Arzneimittel und Therapie

Die Steuerung der Fruchtbarkeit beginnt im Gehirn

Der weibliche Zyklus und damit letztlich auch die Fruchtbarkeit der Frau werden von bestimmten Hormonen kontrolliert, den Gonadotropinen, die im Hypophysenvorderlappen synthetisiert werden. Gesteuert wird deren Produktion und Ausschüttung von Gonadoliberin, einem übergeordneten Hormon aus dem Hypothalamus. Jetzt konnte gezeigt werden, dass eine kleine Zellpopulation von nur etwa 1000 Gonadoliberin-Neuronen diesen Vorgang in besonderer Weise steuert. Durch diese Kenntnisse könnten neue Therapieansätze zur Behandlung von Unfruchtbarkeit entwickelt werden.
Etwa ein Drittel aller Fälle von Unfruchtbarkeit ist auf Fehlfunktionen von Kontrollmechanismen im Gehirn zurückzuführen. Die Aufklärung zur Wirkungsweise der GnRH-Neuronen könnte neue Therapieansätze liefern.
Foto: Wyeth Pharma GmbH

Das Hormon Gonadoliberin, auch Gonadotropin Releasing-Hormon (GnRH), luteinisierendes Hormon Releasing-Hormon (LH-RH) oder follikelstimulierendes Hormon Releasing-Hormon (FSH-RH) genannt, wird im Hypothalamus gebildet. Die GnRH-Neuronen an der Eminentia mediana, eine gefäßreiche Region im Bereich des Hypophysenstiels, geben das Hormon in Stößen von 90 bis 120 Minuten (pulsatil) ins Blut ab. Dieser Vorgang wird vom Nucleus arcuatus, ebenfalls im Hypothalamus, reguliert.

Das Hormon wird im Hypophysenvorderlappen an einen Rezeptor (gonadotropin-releasing hormone receptor) gebunden. Dessen Aktivierung wiederum führt über einen Anstieg des intrazellulären Spiegels an Calciumionen zur eigentlichen Hormonwirkung, der Bildung und Sekretion der Gonadotropine im Hypophysenvorderlappen. Auch in der Brustdrüse, den Lymphozyten, dem Eierstock und der Prostata ist der genannte Rezeptor vorhanden.

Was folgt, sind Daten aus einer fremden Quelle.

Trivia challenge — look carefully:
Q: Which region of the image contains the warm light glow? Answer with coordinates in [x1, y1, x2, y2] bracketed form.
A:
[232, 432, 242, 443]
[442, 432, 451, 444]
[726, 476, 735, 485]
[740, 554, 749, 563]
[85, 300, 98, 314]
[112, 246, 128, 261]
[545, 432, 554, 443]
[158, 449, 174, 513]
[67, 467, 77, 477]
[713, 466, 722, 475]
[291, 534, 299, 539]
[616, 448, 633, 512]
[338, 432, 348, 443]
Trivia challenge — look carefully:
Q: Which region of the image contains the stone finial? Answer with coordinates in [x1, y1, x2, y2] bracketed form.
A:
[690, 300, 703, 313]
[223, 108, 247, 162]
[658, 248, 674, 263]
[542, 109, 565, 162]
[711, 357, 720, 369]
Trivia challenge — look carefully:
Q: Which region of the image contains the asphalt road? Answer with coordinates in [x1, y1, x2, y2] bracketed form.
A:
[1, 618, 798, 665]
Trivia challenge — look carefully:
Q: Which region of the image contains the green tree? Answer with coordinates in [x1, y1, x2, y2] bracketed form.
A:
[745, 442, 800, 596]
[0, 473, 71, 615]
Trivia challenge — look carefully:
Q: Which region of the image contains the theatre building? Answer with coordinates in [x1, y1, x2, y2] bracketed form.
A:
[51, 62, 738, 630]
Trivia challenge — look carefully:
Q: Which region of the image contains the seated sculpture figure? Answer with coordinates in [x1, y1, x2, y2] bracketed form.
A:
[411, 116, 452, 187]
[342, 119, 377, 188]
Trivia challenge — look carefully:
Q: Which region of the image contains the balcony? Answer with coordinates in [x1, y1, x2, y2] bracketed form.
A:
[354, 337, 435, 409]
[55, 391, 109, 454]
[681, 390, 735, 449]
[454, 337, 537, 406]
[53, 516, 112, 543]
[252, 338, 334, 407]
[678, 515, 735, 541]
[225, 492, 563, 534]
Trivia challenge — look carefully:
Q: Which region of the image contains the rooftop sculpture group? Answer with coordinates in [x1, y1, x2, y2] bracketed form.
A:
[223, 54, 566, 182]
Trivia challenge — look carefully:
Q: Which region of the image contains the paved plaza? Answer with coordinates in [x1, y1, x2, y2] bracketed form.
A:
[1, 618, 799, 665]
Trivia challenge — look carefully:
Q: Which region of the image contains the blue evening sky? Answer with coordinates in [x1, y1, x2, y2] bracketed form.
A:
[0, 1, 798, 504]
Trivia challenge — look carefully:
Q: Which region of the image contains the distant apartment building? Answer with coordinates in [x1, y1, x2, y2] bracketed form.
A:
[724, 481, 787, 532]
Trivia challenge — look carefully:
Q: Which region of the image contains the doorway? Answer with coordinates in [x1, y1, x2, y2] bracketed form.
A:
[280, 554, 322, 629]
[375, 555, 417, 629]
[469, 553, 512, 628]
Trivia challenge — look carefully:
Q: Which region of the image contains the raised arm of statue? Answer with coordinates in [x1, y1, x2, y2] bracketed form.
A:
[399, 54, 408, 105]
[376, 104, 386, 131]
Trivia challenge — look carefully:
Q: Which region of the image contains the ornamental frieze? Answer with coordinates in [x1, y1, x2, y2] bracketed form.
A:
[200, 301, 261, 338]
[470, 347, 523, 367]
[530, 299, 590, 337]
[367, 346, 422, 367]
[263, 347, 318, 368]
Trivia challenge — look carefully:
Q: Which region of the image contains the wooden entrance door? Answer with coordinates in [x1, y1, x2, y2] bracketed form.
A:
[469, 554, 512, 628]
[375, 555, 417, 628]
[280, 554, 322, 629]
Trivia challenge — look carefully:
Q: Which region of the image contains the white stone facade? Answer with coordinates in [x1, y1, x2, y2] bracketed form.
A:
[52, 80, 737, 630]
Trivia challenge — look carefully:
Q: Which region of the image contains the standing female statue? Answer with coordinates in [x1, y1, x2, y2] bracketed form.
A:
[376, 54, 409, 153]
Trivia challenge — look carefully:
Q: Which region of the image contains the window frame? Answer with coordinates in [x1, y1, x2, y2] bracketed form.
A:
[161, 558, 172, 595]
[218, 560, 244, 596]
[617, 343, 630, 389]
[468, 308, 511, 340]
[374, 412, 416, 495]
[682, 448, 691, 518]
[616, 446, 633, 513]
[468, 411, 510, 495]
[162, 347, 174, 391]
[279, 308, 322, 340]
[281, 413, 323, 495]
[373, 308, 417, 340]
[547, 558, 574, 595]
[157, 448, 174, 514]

Die Besonderheit der neuronalen Interaktion

Bislang war unbekannt, wie die einzelnen GnRH-Neuronen untereinander synchron arbeiten und die Hormonausschüttung koordiniert wird. Der Mechanismus der pulsativen Freisetzung von Gonadoliberin ist jedoch ein kritischer Moment für die menschliche Fruchtbarkeit. Durch Untersuchungen an transgenen männlichen und weiblichen Mäusen konnten die Wissenschaftler zeigen, wie ein kleiner Zellverband von etwa 1000 Neuronen eine zentrale Funktion zur Regelung der Fruchtbarkeit ausübt. Durch verschiedene Färbungs- und Bildgebungstechniken konnten sie zeigen, dass die Neuronen auf verschiedene Weise miteinander verknüpft sind, mehr als 80% der GnRH-Neuronen darüber hinaus untereinander auf eine ungewöhnliche Weise: Im Gegensatz zu den meisten Neuronen, die über chemische Synapsen interagieren, sind die GnRH-Neuronen durch Dendriten, lange verzweigte Zellfortsätze, miteinander verbunden.

Kontrollierte Aktivität der GnRH-Neuronen

Etwa ein Drittel aller Fälle von Unfruchtbarkeit bei Frauen soll auf Fehlfunktionen von Kontrollmechanismen im Gehirn zurückzuführen sein. In diesem Zusammenhang wird Gonadoliberin bereits therapeutisch bei Fruchtbarkeitsstörungen bei Frauen eingesetzt, um die Funktion der Eierstöcke anzuregen. Dabei wird das Hormon stoßweise in Intervallabständen von 60 bis 90 Minuten über Injektionspumpen in das Blut gegeben. Bei optimaler Wirkung wird durch das Hormon im Eierstock der Eisprung herbeigeführt. Die Beobachtung, dass eine synchronisierte Ausschüttung des Gonadoliberins über verbundene Dendriten von GnRH-Neuronen führt, könnte zu einer Entwicklung neuartiger Therapieansätze bei einer Vielzahl von Frauen mit Unfruchtbarkeit führen, etwa durch den Einsatz von Wirkstoffen, die die gebündelte Aktivität in dem kleinen Zellverband der GnRH-Neuronen gezielt kontrollieren.

 

Quelle

Campbell R.E.; et al.: Dendro-dendritic bundling and shared synapses between gonadotropin-releasing hormone neurons. Proc. Natl. Acad. Sci. (2009) 106(26): 10835 – 10840.